As we moved from concept development to the planning and implementation stage, we recognized that the pilot was not business as usual for our partners, and that it was important to support them to implement it effectively. The pilot required recruiting adolescent girls and young women as participants in a five-day workshop, and ANOVA, which provided services at health facilities rather than in the community, had difficulty doing so.

The leadership considered canceling the pilot, but it was then that we saw ownership shining through: the team leading efforts on the ground refused to give up, because they believed in the work and the value it would create for their organization and its programs.

We therefore worked with the entire team at ANOVA to co-create an alternative strategy for recruitment. 

 

The execution of the pilot became a critical point for complete transfer of ownership from consortium to the implementing partner teams. We noticed our partners’ growing dependency on us to address logistical and operational challenges. A course correction was needed. We helped them set up communication channels and identify points of contact and internal reporting lines, to ensure they were managing challenges on their own from the start.

 

The frontrunners of the program were the facilitators working with the young women. It was important that they believed the program belonged to them, as they were key to forging strong relationships with participants and creating meaningful impact.
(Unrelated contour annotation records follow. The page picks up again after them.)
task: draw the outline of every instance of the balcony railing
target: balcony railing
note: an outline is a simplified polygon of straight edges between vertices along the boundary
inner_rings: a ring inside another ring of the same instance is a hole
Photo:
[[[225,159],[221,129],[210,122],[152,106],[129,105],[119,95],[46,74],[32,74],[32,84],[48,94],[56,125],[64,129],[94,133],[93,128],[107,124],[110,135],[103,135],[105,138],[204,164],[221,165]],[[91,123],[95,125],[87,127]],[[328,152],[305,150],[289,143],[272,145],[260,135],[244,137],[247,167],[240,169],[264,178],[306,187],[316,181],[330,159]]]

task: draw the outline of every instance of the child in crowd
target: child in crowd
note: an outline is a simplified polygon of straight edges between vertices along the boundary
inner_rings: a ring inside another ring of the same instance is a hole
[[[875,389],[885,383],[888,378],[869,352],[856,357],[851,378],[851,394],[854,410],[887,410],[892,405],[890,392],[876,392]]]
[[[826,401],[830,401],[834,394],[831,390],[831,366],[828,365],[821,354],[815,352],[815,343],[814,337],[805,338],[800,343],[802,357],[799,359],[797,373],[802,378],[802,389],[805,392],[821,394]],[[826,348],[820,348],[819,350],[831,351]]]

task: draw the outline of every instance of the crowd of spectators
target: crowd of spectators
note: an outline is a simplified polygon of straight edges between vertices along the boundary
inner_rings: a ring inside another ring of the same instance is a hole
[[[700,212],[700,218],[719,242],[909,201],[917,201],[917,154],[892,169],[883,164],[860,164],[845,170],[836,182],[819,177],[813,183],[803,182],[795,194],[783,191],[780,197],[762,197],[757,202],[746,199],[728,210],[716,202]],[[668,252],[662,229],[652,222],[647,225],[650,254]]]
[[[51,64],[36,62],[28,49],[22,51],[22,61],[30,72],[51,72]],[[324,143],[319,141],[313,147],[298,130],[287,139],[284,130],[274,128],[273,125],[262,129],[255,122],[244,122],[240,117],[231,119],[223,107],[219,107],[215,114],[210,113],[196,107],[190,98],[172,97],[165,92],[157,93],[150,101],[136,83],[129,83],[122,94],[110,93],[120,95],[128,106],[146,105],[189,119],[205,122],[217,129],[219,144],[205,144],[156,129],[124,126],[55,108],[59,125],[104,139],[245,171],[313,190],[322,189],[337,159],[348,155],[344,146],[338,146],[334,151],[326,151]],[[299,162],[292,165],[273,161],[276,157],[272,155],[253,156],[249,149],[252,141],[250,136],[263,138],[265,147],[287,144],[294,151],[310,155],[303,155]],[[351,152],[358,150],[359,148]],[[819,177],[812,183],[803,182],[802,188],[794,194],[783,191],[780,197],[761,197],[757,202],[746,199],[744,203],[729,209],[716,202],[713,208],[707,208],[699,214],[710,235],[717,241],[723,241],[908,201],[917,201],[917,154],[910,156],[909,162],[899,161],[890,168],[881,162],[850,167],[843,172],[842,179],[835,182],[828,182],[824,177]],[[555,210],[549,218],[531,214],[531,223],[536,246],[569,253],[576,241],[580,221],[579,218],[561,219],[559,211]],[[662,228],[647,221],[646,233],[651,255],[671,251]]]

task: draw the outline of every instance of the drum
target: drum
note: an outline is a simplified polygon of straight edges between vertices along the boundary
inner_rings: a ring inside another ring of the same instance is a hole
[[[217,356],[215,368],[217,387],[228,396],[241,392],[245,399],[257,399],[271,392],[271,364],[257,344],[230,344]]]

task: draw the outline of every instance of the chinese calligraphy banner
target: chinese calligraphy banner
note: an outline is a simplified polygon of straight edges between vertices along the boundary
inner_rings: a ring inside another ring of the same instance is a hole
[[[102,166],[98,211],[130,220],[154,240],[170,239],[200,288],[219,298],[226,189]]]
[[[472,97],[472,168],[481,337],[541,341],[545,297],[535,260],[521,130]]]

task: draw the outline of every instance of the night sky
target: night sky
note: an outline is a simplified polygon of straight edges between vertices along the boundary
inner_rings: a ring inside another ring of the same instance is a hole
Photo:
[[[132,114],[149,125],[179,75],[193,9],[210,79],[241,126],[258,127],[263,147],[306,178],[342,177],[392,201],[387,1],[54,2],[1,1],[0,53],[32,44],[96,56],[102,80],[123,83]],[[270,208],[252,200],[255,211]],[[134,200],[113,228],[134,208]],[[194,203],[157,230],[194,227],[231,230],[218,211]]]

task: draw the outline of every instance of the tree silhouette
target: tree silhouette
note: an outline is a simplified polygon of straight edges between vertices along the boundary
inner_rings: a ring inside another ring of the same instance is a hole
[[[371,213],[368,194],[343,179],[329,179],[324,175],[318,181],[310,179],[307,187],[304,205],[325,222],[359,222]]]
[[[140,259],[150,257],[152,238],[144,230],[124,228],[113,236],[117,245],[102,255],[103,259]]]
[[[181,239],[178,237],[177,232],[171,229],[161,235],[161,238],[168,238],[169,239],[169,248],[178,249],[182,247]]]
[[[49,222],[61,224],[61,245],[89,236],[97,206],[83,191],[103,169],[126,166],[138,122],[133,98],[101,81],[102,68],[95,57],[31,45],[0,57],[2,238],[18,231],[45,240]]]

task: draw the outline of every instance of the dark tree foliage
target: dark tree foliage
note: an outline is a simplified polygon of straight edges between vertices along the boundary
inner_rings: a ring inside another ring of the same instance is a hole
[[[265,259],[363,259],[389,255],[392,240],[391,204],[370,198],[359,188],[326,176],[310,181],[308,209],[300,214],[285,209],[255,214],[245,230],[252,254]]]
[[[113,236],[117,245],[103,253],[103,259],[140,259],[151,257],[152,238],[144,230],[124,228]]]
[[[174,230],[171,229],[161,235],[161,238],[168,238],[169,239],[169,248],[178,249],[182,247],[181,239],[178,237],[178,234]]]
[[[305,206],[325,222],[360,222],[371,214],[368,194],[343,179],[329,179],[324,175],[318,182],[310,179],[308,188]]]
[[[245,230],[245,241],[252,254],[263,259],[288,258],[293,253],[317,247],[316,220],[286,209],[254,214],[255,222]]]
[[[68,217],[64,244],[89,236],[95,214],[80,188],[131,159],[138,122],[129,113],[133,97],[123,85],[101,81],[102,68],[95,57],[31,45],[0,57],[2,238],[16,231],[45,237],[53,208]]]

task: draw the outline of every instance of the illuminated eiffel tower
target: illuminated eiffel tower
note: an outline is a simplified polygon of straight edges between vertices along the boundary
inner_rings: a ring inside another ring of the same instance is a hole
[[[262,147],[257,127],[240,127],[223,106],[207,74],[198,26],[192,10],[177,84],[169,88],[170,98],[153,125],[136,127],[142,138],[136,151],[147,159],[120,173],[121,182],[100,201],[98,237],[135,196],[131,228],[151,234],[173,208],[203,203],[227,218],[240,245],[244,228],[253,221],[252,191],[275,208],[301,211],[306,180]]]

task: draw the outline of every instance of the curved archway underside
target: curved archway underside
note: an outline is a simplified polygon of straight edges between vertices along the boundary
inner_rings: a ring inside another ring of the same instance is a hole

The program evolved through their feedback and the small changes they made to make activities more relatable to each group of participants.

 

There were a few healthy skeptics among the facilitators. We believed that discovering the value of the interventions for themselves would create much greater impact than merely telling them about it. We created those opportunities, and after experiencing the first phase of the program, they became our strongest advocates. 

As we presented them with their “master facilitator” certificates, we felt we were truly passing the baton on to them, to continue to own the intervention and foster ownership among new facilitators joining their organizations.